After Alabama State Troopers attacked voting rights demonstrators in Selma, Dr. King led a march to Montgomery that paved the way to the Voting Rights Act of 1965. He next launched the Poor People’s Campaign for economic equality and was supporting sanitation workers in Memphis when he was assassinated on April 4, 1968. Dr. King has been honored with a national holiday and memorial in Washington, D.C.

“Dr. King is one of the greatest leaders this nation has ever known,” EJI director Bryan Stevenson said. “In Montgomery, we are honored to be a part of his life and legacy and thrilled to now recognize his brilliance and commitment to justice with a statue.”

Honoring Local Heroes at Legacy Plaza

Legacy Plaza is home to a statue of Rosa Parks, whose December 1, 1955, arrest in Montgomery famously launched the bus boycott that she led alongside Dr. King, Jo Ann Robinson, E.D. Nixon, and other activists.

Acclaimed Atlanta-based sculptor Basil Watson created the statues of Mrs.
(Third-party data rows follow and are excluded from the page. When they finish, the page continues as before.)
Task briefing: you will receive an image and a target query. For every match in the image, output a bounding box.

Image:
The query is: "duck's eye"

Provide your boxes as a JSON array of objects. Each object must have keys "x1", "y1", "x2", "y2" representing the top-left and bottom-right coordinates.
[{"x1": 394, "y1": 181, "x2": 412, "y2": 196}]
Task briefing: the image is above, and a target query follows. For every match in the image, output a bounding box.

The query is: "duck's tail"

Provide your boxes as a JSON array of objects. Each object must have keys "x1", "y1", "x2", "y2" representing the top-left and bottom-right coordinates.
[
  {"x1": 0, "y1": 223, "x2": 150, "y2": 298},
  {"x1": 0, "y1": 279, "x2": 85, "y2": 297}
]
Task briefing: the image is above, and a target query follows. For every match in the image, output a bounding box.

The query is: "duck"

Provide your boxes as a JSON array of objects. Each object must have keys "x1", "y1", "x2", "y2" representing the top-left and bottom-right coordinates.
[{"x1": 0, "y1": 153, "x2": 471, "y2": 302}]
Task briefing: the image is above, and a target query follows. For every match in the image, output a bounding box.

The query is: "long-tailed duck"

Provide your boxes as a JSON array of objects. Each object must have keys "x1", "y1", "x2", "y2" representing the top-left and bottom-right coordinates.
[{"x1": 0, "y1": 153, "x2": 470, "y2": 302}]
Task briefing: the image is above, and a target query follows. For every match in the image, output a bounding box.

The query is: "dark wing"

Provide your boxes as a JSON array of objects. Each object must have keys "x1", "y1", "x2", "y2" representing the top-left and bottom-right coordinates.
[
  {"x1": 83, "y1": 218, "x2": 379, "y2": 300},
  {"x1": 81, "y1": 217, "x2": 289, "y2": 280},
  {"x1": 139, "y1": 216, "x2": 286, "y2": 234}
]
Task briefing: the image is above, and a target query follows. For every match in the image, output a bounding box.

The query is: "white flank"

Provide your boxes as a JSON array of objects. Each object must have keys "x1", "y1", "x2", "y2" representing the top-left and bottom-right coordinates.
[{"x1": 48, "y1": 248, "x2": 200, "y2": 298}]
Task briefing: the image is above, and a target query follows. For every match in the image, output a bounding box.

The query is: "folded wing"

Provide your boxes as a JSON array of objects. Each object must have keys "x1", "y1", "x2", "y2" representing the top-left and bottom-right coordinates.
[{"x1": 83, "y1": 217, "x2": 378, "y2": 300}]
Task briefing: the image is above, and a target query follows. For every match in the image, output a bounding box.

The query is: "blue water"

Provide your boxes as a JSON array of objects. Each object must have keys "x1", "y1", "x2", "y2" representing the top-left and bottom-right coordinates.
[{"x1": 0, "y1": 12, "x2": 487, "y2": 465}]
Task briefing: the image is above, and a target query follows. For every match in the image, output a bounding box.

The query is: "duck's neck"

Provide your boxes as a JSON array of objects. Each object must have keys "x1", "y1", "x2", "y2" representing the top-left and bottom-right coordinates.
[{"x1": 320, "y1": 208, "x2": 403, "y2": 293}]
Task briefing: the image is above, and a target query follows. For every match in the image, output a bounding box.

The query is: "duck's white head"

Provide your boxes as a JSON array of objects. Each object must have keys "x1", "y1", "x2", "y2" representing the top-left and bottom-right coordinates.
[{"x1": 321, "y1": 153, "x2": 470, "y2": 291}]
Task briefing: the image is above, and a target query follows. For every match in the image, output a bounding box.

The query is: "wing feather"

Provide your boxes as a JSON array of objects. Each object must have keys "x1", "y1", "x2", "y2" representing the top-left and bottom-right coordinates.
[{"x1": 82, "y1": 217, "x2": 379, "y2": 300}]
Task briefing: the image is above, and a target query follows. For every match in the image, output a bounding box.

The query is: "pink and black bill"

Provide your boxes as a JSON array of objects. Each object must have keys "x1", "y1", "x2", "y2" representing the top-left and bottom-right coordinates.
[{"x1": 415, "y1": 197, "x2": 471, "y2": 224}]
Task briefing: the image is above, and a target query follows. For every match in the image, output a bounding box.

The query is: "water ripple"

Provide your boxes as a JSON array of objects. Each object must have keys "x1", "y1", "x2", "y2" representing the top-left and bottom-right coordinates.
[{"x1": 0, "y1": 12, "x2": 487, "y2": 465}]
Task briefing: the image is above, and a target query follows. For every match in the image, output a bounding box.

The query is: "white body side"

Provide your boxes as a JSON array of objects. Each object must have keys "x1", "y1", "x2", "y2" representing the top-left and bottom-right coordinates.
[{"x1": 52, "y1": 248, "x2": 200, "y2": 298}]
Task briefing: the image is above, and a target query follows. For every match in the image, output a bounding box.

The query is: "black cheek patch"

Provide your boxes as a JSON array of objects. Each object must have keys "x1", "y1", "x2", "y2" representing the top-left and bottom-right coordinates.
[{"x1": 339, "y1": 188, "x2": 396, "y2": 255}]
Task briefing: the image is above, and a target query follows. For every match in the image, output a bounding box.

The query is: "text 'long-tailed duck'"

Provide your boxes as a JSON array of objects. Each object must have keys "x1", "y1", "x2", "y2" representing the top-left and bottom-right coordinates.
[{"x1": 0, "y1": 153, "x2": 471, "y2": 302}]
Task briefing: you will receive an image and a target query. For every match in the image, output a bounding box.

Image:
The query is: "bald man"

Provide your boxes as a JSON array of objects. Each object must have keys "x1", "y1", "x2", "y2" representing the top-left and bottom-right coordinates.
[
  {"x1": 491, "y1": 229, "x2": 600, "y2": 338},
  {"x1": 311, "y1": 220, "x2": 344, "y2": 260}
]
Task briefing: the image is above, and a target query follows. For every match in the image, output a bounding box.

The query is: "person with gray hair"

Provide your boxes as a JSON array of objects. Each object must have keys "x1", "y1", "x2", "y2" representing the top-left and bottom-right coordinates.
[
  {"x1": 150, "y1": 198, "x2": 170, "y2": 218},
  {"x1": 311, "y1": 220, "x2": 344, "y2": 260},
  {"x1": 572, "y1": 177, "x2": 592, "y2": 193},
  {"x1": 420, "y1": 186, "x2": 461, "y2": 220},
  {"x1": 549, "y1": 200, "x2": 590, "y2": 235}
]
Parks and Dr. King.

A sculpture honoring the extraordinary John Lewis will be added in coming months.

Located across the street from the Legacy Museum, Legacy Plaza is a gathering place for visitors to EJI’s Legacy Sites. The plaza is also a place to honor and learn more about the people whose courageous resistance to racial discrimination and segregation in Montgomery inspired a national movement for civil rights, justice, and equality that continues today.

In addition to the new statues of Mrs. Parks and Dr. King, the plaza features a brick sculpture memorializing civil rights marchers and a mural by local artist Kevin King.

The unveiling was attended by Dr. King’s daughter, Dr. Bernice A. King, a global thought leader, strategist, peace advocate, and CEO of the Martin Luther King, Jr. Center For Nonviolent Social Change in Atlanta.